After the same logic no medicine would ever be sold because humans are immeasurably more complex and more varying than computers are. I guess we can tick off that pseudo-argument, can we?
No, no we can't. It's no an argument. It's a simple fact.
Once again you've done a great job defeating your own argument with your flawed analogy. Medicine
does suffer the same headaches as computer software. Allergies, interactions, long- and short-term side effects, etc.
Many of these side effects and negative drug interactions aren't uncovered until after a drug has been FDA approved. Look at the rash of recent appetite control medicines that have caused heart diseases, or speculation into the involvement of antidepressants in the rise of violent outbursts among teenagers using these medicines.
Why do drug companies make these mistakes? Because no process of quality control can possibly test completely the infinite possibilities that are the human body.
Granted, Computers are an order of magnitude less complex than the human body, but then we're getting into specifics. Drug companies generally have a lot more money and time to get drugs to the market than game companies do software.
Nice try, though. (Sort of).
And, by the way, you don't know what you're talking about - we have problems even with CD and moreso with DVD burners in spite of years of standardization, so would you PLEASE stuff it. Have a look on incompatibility lists published in good PC magazines instead. Learn something.

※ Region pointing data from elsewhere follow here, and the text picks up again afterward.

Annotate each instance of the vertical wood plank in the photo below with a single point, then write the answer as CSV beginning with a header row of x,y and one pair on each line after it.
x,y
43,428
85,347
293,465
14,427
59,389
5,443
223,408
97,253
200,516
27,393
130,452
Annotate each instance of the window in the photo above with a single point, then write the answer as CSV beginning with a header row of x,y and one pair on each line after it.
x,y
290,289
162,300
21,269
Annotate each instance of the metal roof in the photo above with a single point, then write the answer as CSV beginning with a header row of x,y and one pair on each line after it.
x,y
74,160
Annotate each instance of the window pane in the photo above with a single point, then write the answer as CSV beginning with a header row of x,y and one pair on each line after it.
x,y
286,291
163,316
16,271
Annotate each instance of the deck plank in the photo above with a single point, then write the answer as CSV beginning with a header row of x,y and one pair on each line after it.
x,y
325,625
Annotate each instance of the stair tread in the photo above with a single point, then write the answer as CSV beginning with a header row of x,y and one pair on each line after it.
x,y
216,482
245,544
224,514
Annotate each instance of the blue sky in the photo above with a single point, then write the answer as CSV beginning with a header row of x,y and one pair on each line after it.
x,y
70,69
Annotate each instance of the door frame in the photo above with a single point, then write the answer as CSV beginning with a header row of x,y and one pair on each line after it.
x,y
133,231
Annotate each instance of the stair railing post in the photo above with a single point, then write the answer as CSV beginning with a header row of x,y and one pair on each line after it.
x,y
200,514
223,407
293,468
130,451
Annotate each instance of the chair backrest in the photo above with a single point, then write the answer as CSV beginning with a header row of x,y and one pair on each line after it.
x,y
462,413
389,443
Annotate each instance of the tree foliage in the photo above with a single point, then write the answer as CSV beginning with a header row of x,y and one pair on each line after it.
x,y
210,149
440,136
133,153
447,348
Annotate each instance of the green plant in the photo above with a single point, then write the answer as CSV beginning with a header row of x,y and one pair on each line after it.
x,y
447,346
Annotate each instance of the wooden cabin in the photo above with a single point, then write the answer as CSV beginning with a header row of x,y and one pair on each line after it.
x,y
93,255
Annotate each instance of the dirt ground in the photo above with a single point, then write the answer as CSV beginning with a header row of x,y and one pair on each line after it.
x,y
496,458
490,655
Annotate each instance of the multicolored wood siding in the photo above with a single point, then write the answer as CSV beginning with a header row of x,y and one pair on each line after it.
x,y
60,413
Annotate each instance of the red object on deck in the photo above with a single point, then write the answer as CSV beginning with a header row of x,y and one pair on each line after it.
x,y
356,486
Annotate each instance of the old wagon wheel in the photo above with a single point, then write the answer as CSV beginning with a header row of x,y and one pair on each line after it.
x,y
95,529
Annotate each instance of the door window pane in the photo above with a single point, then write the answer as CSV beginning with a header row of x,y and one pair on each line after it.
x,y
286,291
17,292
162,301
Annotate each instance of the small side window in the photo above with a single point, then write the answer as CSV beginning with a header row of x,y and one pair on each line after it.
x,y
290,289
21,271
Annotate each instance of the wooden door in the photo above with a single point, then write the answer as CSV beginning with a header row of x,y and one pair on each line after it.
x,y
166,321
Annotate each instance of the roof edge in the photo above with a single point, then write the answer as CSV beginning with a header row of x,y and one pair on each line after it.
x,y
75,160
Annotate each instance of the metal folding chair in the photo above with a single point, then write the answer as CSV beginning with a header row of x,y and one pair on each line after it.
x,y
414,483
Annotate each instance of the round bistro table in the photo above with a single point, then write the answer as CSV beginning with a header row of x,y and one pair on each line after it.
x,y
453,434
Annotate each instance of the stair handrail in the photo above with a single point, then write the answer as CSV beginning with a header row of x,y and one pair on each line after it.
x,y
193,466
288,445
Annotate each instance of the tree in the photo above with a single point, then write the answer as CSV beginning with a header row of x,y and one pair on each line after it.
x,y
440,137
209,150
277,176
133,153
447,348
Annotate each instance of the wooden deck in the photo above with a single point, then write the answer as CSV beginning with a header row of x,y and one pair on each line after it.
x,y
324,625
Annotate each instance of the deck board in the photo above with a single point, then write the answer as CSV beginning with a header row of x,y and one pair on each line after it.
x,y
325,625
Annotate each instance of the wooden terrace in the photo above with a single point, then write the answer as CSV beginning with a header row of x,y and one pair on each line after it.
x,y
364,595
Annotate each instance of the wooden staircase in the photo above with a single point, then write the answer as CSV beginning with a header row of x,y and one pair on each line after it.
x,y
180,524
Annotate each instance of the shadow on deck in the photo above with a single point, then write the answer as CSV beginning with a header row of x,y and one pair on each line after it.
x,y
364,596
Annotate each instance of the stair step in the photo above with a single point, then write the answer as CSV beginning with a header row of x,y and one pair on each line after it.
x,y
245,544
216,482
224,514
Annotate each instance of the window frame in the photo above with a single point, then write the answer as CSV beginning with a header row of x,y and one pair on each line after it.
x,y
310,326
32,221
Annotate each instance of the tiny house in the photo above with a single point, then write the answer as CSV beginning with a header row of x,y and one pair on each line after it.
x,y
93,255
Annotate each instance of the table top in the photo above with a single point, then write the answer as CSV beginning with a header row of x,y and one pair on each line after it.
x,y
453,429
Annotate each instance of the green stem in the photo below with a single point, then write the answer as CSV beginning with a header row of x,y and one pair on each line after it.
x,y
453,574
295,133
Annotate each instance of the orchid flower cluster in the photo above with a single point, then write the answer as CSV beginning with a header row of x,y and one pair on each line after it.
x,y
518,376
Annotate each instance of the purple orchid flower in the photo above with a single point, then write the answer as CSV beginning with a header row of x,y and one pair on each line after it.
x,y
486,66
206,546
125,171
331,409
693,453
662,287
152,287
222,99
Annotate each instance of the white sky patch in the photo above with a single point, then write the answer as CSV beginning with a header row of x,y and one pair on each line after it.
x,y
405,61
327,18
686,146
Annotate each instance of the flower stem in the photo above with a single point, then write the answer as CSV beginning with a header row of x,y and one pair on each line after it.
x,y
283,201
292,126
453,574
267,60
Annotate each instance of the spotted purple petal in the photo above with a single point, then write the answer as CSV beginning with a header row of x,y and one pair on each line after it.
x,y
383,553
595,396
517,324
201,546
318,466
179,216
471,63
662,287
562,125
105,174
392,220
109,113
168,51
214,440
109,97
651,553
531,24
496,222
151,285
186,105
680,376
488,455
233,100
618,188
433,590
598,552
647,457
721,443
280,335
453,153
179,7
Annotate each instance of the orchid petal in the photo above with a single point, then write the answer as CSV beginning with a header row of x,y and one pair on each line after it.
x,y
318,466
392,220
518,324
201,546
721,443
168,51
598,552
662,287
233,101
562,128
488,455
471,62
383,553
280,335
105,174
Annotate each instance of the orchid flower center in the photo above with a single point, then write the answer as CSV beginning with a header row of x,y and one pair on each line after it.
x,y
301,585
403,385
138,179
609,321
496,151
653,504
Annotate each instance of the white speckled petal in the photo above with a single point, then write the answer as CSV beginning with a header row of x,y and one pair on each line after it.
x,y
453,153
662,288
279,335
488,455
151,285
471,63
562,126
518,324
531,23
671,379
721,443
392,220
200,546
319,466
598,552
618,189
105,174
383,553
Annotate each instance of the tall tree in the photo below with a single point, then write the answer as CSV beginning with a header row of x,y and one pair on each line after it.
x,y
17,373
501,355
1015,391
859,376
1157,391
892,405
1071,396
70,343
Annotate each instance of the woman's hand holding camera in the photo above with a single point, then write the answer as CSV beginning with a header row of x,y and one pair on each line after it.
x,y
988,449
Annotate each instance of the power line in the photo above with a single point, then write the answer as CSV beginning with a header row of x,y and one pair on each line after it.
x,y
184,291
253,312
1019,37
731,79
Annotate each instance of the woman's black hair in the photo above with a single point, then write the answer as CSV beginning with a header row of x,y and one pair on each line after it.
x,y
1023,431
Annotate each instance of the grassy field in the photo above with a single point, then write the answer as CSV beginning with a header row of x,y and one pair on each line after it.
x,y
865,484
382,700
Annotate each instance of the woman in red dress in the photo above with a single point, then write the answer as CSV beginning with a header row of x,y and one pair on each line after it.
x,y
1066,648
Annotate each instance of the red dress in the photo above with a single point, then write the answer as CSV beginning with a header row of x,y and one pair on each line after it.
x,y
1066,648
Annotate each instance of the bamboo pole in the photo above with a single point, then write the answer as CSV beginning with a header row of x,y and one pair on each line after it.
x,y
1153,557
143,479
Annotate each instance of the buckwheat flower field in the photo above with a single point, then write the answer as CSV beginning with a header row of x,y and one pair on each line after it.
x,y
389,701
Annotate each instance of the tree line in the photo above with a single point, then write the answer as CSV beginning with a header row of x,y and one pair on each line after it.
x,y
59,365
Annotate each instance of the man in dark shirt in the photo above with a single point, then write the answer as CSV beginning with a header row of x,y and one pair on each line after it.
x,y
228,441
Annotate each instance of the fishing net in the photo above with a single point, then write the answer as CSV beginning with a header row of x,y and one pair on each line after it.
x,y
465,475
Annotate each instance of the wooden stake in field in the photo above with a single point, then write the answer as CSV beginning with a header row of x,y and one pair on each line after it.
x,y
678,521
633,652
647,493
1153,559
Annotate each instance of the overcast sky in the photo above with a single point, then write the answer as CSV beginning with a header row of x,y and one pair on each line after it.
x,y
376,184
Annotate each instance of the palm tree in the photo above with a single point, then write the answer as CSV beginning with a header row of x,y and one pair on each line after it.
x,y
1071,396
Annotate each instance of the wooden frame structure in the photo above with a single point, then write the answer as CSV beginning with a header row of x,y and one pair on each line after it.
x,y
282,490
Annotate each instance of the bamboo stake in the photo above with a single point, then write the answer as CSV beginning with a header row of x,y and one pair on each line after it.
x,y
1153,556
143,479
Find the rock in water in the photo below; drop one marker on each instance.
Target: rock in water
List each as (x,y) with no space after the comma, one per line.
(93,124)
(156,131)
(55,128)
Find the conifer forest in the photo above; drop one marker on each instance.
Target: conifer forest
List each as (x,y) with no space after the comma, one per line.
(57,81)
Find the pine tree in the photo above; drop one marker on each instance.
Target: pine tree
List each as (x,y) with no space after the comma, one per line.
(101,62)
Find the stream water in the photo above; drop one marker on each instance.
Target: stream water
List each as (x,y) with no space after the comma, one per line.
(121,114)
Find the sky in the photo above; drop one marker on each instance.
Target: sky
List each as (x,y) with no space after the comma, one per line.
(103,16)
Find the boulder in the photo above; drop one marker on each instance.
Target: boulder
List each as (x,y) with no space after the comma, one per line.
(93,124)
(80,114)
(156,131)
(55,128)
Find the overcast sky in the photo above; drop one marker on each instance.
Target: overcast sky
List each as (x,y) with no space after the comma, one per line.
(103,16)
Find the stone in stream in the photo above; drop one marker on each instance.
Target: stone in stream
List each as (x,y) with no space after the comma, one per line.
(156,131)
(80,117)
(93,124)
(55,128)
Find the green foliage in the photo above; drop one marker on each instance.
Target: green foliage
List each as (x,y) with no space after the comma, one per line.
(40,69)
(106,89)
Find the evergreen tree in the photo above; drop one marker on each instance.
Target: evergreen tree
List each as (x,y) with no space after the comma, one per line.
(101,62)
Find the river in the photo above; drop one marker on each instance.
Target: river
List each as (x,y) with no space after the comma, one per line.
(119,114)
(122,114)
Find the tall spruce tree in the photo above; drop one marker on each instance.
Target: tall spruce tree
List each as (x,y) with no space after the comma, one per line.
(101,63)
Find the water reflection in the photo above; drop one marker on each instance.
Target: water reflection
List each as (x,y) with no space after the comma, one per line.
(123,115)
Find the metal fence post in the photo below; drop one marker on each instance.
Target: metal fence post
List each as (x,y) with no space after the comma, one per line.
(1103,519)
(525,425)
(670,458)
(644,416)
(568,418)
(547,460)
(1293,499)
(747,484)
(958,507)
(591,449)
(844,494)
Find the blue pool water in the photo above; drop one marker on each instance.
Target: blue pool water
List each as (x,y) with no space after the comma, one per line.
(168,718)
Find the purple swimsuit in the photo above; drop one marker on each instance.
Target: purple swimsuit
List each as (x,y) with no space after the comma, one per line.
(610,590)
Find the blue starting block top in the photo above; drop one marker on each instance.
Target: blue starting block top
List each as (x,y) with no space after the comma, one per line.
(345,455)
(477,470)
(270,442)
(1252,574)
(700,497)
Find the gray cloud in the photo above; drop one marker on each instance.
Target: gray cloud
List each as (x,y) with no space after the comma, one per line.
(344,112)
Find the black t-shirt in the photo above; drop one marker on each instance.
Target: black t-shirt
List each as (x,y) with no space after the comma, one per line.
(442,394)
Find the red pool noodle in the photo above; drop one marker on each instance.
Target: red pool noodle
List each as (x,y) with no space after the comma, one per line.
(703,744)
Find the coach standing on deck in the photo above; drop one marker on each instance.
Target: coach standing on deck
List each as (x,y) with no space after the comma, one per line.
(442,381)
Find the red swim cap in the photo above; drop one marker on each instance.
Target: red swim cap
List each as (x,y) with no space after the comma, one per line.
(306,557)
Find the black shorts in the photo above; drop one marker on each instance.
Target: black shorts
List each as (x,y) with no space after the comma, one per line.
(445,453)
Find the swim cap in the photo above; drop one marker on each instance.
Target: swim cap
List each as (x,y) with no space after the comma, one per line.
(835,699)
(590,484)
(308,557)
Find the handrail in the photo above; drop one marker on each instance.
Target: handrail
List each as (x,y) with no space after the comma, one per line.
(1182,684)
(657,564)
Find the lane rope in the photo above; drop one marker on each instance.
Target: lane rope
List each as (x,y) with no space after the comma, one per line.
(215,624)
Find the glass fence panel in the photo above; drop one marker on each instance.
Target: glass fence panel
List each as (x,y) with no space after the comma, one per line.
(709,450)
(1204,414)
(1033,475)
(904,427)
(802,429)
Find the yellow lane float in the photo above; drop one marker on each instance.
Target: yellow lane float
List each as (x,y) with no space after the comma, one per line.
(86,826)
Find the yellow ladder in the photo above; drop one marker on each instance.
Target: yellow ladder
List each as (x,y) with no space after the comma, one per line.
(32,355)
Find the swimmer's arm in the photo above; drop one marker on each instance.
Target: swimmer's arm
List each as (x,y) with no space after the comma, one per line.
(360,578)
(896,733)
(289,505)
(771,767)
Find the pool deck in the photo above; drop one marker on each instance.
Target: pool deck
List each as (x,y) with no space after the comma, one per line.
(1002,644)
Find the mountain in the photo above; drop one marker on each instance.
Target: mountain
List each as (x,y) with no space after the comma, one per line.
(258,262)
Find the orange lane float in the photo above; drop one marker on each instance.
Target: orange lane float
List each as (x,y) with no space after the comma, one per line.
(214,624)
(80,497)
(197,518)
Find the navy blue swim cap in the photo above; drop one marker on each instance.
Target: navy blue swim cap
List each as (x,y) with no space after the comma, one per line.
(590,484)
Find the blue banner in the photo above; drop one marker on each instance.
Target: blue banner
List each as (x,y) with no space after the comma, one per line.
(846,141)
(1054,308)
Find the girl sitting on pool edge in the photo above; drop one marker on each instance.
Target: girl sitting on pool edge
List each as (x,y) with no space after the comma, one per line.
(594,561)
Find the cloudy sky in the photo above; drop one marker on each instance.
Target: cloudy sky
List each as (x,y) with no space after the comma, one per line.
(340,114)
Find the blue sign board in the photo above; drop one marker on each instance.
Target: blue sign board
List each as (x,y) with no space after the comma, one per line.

Great. So if you have problems with hardware that
is standardized imagine the headaches faced by people working on not just one but hundreds of technologies, each with their own (sometimes conflicting) standards. Welcome to large-scale software deployment captain know-it-all.
I really do not know who told you that you knew anything about computers - that guy must have been a jester indeed. I won't go into depth here but recommend a bit of lecture about IT standards, tolerances etc. ISA, EISA, SCSI, ATA and the like, just to name a few of the well known ones.
My degree and years of experience in the industry are of note. You can lecture me all you want about IT standards, EISA, SCSI, ATA, etc.
Then we will talk about how well they're implemented in the real world on actual hardware.
Then you can go back and read some more textbooks and journals and pretend that's how the world works.
Excellent. I allow myself to remind you that you have just judged your very own behaviour (in QUITE precise words, at that), since you, too, lack any "hard data" concerning how many people run CIV4 exactly the way it was promised and intended. Before you demand - deliver. I know you can't. So why posing as if you sat on hard facts facing a hilarious hypothesis?
Do you know how arguments work?
I'm not trying to prove anything. Therefore, it's not required I provide data. I'm not arguing that Civilization IV is not a buggy release. It may well be buggier than most. It may also be much less buggy than average. Until I (or you) see numbers, neither of us can argue in either direction.
My argument is more of a general condemnation of the notion that if a software developer must patch software after release that they have somehow failed or are "incompetent."
Until you can show me data which indicates that the release of Civilization IV is any more of a technological headache than any other modern game release, then the argument that Firaxis or Take2 have somehow done their customers a disservice is moot.
Prove some kind of negligence beyond the expected and inevitable bugs that developers must deal with both before and after release and we will have a conversation about that. Until then, you're doing nothing but whining about the fact that you are a PC Gamer, because all PC Gamers (and PC Game developers) must go through this unfortunate release/patch process.